La journaliste et créatrice de contenu éthiopienne Salsawit Baynesagn, arrêtée le 8 juin dernier, a été libérée après environ deux semaines de détention, a confirmé sa famille.
Sa sœur, Haymanot Bayneshan, a indiqué mardi que la journaliste avait été remise en liberté sous caution après avoir été détenue dans les locaux de la troisième division de police de la capitale éthiopienne.
Salsawit Baynesagn avait été interpellée à son domicile par des policiers en uniforme. Elle n’a toutefois jamais comparu devant un tribunal avant sa libération.
Si la police n’a fourni aucune explication officielle sur les raisons de son arrestation, plusieurs sources sur les réseaux sociaux affirment qu’elle aurait été visée en raison de publications en ligne relatives au massacre présumé de chrétiens orthodoxes dans la zone d’Arsi, dans la région d’Oromia.
Vendredi dernier, le Comité pour la protection des journalistes (CPJ) avait dénoncé son incarcération et réclamé sa libération immédiate.
Ancienne collaboratrice des médias publics Walta Information et Fana Broadcasting Corporate, Salsawit Baynesagn exerce désormais de manière indépendante.
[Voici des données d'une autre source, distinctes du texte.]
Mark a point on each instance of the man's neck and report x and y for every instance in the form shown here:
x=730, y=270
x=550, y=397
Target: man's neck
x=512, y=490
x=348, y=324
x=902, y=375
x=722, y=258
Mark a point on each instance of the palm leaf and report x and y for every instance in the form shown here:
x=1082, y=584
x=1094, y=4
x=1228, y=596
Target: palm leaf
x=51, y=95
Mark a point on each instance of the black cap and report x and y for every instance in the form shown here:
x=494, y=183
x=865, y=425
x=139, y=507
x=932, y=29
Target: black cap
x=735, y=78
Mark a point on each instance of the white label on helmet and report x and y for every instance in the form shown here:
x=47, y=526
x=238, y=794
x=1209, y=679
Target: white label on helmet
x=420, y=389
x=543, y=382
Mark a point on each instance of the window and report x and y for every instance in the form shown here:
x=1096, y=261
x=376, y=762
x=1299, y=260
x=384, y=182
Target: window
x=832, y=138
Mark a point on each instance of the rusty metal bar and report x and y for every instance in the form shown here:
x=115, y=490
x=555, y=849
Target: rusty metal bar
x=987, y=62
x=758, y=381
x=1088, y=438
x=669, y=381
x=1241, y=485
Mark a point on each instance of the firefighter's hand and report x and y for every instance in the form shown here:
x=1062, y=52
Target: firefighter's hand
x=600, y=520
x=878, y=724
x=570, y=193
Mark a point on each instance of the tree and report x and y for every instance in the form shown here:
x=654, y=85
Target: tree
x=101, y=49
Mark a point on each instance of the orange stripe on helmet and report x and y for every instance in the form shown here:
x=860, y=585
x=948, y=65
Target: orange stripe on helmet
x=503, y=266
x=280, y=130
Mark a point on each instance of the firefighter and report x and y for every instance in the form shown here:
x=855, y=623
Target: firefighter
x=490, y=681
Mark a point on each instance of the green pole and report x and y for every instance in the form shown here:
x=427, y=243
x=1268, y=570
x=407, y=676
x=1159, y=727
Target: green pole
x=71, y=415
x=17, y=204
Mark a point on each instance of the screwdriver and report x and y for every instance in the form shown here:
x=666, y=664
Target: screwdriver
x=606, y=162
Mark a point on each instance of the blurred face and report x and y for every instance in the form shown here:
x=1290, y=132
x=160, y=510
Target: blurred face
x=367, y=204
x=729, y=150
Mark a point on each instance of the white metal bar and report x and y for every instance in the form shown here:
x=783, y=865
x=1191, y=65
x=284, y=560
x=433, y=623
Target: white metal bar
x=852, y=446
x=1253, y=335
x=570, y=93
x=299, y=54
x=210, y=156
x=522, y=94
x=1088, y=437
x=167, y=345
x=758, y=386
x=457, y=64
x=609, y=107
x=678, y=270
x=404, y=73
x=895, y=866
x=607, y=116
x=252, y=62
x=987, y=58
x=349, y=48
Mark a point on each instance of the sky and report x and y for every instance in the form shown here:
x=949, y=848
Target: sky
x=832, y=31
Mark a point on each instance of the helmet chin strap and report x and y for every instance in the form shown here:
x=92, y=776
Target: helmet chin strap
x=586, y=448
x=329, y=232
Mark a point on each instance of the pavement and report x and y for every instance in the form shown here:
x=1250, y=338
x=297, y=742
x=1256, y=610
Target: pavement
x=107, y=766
Elle s’est forgé une importante audience sur les réseaux sociaux grâce à ses contenus portant sur les droits humains, l’histoire, la culture et la justice.
Dans un communiqué publié le 19 juin, l’organisation de défense de la liberté de la presse basée à New York avait exhorté les autorités éthiopiennes à la présenter rapidement devant un juge ou à rendre publiques les charges retenues contre elle. Le CPJ avait également estimé que sa détention prolongée, sans contrôle judiciaire, constituait une violation manifeste des garanties procédurales et avait appelé les autorités à veiller à ce qu’elle ne subisse aucune représaille en raison de ses prises de position en ligne.